MOSCOW — A group of Ukrainian hackers has released what it says are the emails of a senior Kremlin official that show a direct Russian role in creating and directing the rebel uprising in eastern Ukraine in 2014.

The group claimed to have hacked the account of Vladislav Y. Surkov, for years President Vladimir V. Putin’s chief domestic political adviser and now the top official overseeing Russia’s Ukraine policy.

The group released what it says are thousands of letters to and from Mr. Surkov’s office email account, adding a fat dossier to this year’s vast spill of emails around the world and showing high-level Kremlin meddling in Ukraine.
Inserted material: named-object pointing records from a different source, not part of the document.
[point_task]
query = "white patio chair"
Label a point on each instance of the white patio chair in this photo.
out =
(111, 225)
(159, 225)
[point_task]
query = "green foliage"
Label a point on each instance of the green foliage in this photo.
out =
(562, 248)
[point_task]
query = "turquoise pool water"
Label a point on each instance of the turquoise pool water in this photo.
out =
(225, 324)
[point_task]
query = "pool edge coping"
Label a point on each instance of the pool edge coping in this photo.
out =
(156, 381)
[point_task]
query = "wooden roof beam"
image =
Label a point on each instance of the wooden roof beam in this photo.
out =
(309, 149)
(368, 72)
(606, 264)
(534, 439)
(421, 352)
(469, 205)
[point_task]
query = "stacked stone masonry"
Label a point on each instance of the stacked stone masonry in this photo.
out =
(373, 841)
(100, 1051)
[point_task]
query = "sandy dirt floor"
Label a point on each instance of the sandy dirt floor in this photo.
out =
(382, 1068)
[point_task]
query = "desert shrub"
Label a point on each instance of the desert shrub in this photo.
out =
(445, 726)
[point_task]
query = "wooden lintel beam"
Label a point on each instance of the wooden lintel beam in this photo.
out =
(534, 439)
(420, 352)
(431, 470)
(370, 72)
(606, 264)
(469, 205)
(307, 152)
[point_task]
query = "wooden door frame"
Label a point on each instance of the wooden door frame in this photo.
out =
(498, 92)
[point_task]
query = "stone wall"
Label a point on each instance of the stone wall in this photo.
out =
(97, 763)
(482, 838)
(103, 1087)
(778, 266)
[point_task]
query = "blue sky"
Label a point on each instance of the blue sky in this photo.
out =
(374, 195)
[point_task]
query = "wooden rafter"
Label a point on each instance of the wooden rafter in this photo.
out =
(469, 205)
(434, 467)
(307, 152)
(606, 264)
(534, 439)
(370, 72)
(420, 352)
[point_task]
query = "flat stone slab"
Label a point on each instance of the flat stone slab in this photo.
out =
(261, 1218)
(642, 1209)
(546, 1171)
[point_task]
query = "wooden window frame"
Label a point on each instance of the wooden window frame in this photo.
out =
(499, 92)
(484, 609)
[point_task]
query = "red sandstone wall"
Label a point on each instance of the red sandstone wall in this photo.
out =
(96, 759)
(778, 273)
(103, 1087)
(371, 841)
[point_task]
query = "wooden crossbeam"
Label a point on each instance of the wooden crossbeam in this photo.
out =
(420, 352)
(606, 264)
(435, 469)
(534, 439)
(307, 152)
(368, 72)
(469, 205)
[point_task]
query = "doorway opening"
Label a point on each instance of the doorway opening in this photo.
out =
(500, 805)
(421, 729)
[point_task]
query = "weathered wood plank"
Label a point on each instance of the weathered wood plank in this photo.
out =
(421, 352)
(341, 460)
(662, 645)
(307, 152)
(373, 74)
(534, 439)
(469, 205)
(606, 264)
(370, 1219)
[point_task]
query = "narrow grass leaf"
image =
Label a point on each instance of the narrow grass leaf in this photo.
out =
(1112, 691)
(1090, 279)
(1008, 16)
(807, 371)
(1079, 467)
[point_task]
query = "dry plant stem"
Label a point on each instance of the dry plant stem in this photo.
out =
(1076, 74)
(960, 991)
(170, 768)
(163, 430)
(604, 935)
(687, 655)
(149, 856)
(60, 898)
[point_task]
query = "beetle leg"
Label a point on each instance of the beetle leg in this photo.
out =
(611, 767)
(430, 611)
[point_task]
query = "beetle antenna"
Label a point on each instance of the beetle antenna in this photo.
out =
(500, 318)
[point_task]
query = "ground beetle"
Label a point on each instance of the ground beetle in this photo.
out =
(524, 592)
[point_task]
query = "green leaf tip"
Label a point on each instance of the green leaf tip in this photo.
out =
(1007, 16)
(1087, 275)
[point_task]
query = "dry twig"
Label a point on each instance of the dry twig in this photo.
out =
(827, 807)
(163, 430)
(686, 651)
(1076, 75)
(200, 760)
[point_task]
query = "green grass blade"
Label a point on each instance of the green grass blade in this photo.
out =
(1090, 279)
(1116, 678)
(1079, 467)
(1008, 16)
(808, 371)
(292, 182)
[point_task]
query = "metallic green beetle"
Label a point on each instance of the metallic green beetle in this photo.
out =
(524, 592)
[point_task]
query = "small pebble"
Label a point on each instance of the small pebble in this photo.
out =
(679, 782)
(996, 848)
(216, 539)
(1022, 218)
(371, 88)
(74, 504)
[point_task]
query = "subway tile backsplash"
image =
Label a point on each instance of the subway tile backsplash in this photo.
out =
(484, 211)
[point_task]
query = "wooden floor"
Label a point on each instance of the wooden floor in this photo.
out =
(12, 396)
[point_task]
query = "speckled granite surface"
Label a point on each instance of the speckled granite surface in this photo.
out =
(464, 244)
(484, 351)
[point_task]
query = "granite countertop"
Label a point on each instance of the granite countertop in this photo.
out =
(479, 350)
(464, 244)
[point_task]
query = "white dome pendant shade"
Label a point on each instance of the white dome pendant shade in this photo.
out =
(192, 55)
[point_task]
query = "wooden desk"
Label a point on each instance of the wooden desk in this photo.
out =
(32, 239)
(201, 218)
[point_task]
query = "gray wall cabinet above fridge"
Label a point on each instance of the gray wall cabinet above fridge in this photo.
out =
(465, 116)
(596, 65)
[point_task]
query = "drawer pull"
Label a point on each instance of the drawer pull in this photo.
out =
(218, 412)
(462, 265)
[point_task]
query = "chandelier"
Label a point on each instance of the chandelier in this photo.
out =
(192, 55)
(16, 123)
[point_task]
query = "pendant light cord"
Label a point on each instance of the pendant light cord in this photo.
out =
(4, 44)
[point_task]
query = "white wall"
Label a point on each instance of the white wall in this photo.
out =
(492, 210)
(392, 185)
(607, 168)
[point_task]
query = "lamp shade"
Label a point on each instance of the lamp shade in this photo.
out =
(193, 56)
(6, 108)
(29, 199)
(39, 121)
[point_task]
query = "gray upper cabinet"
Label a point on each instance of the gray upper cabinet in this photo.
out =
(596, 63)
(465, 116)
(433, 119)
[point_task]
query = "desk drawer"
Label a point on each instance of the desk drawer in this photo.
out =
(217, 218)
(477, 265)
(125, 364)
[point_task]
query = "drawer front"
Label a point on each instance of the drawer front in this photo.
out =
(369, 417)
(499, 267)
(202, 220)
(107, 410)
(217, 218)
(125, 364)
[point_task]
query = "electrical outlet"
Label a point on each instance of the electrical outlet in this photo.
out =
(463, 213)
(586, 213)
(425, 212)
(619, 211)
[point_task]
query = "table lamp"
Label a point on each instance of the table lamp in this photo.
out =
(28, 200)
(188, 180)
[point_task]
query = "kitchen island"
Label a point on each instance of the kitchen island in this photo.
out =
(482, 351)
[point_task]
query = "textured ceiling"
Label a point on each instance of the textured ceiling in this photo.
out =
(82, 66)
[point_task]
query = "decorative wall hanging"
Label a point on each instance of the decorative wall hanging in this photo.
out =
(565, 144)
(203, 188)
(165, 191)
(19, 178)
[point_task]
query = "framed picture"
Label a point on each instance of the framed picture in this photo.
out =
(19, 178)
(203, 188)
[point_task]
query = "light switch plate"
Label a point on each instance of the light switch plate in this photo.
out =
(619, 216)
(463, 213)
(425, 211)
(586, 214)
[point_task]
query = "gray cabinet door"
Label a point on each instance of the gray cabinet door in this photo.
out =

While the authenticity of the documents has yet to be fully established, several of the people who corresponded with Mr. Surkov confirmed that the messages of theirs released by the hackers were the ones they sent.

In a telephone interview, Yevgeny A. Chichvarkin, a Russian entrepreneur living in exile in London, confirmed the authenticity of his emails to Mr. Surkov’s aides. “Yes, this is my original text,” he said.

The Atlantic Council, a Washington think tank, analyzed the emails and determined they were genuine, based partly on the routing information.

The Kremlin’s spokesman, Dmitri S. Peskov, flatly denied that emails had been leaked, saying somebody “must have had to sweat quite a lot” to forge so many messages.

Mr. Peskov also said that Mr. Surkov does not use email. And, in fact, only aides to Mr. Surkov answered the correspondence, leaving the extent of his personal involvement unclear.

While Russia’s hand in Ukraine has hardly been a secret, the emails, if genuine, provide fine-grained detail of Mr. Surkov’s office in setting up separatist enclaves in Ukraine’s east.

They also shed light on the workaday activity of a propaganda shop, including a rare example of a draft text apparently edited in Mr. Surkov’s office that can be compared with a final version.